Hiccups sometimes result from regulatory or shipping hurdles. International shipping of certain chemicals remains subject to safety and paperwork requirements. Planning ahead, checking for required permits, and anticipating customs slowdowns sidesteps wasted weeks. Within organizations, keeping a tight inventory system, logging each purchase, and rotating stocks ensures nothing sits for too long or goes missing.
Momentum in chemical research leans towards more specialized, functionally rich intermediates. Trends in pharmaceutical discovery, advanced materials development, and environmental technology all point towards the growing demand for high-performance building blocks. Talking with colleagues across multiple sectors — from synthetic chemists to analytical experts and process engineers — I find that tools like 6-Bromo-2-Fluoropyridine underpin much of this work.
Collaboration proves key as projects get more ambitious. Open sharing of best practices, pooled troubleshooting wisdom, and joint ventures with suppliers speed up innovation cycles. The story of chemical progress centers not just on molecules, but on communities of scientists and the connections they foster.

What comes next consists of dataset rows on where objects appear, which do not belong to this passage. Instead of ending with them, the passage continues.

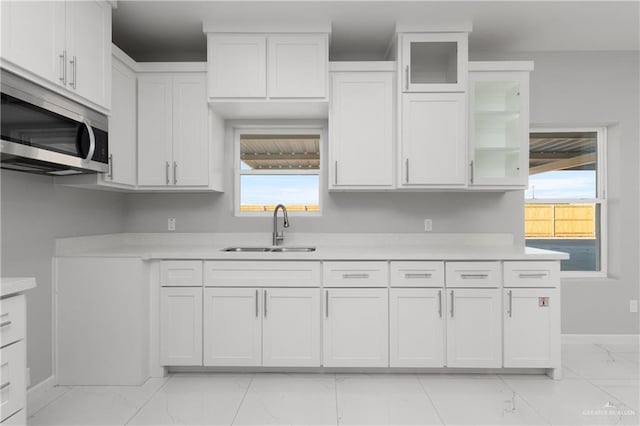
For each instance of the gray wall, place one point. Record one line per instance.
(597, 88)
(33, 213)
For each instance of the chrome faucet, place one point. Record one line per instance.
(279, 236)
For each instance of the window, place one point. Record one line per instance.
(565, 206)
(277, 166)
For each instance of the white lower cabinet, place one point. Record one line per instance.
(532, 327)
(474, 329)
(181, 326)
(261, 326)
(416, 327)
(356, 327)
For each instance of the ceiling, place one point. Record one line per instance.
(362, 30)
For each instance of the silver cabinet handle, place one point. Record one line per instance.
(74, 73)
(406, 80)
(406, 168)
(175, 173)
(425, 275)
(451, 303)
(355, 275)
(110, 174)
(474, 276)
(257, 307)
(326, 303)
(538, 275)
(63, 67)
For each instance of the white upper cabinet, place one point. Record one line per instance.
(433, 140)
(62, 45)
(297, 66)
(236, 66)
(173, 148)
(259, 66)
(499, 125)
(435, 62)
(362, 130)
(122, 126)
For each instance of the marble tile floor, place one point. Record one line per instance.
(600, 386)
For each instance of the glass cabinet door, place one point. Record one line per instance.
(499, 123)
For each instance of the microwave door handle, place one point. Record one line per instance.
(92, 139)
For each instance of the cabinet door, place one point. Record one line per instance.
(33, 37)
(531, 327)
(433, 140)
(297, 66)
(416, 327)
(236, 66)
(291, 327)
(190, 130)
(356, 327)
(232, 327)
(155, 129)
(122, 127)
(362, 126)
(499, 128)
(474, 329)
(88, 39)
(181, 326)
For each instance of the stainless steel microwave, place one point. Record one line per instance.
(46, 133)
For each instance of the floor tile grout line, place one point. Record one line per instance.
(433, 404)
(235, 416)
(335, 389)
(68, 389)
(529, 403)
(144, 404)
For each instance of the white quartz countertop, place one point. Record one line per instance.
(342, 247)
(12, 285)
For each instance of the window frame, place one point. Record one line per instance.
(600, 199)
(311, 130)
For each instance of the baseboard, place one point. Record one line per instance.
(624, 339)
(37, 392)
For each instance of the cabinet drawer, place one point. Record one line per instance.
(532, 274)
(13, 391)
(473, 274)
(417, 274)
(12, 319)
(181, 273)
(355, 274)
(232, 273)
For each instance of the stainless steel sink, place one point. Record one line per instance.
(270, 249)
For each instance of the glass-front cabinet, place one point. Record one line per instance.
(434, 62)
(499, 126)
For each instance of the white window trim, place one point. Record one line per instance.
(601, 198)
(309, 129)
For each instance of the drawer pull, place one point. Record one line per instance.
(538, 275)
(355, 275)
(474, 276)
(426, 275)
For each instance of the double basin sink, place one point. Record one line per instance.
(269, 249)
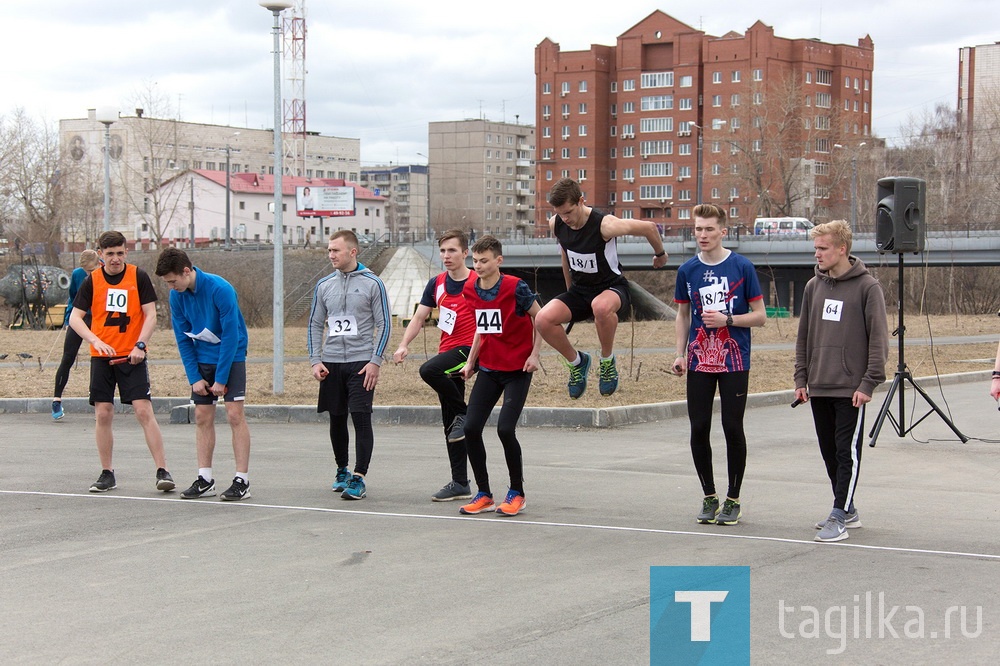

Reflecting on years in the field, I recognize the defining role that carefully chosen intermediates play in scientific progress. 6-Bromo-2-Fluoropyridine, with its unique blend of reactivity, selectivity, and manageability, lets researchers cut down on wasted steps and costly errors. From making new medicines that save lives, to supporting sustainable farming or driving advances in electronic materials, this single compound represents a practical reply to real-world demands.
Choosing reliable, high-quality chemical building blocks involves more than checking boxes on a data sheet. It demands experience, trust, and a commitment to robust science, all qualities reflected in the broad uptake and consistent results offered by 6-Bromo-2-Fluoropyridine. In crowded supply chains and ever-changing research landscapes, investing in the right intermediate often marks the difference between scientific frustration and success.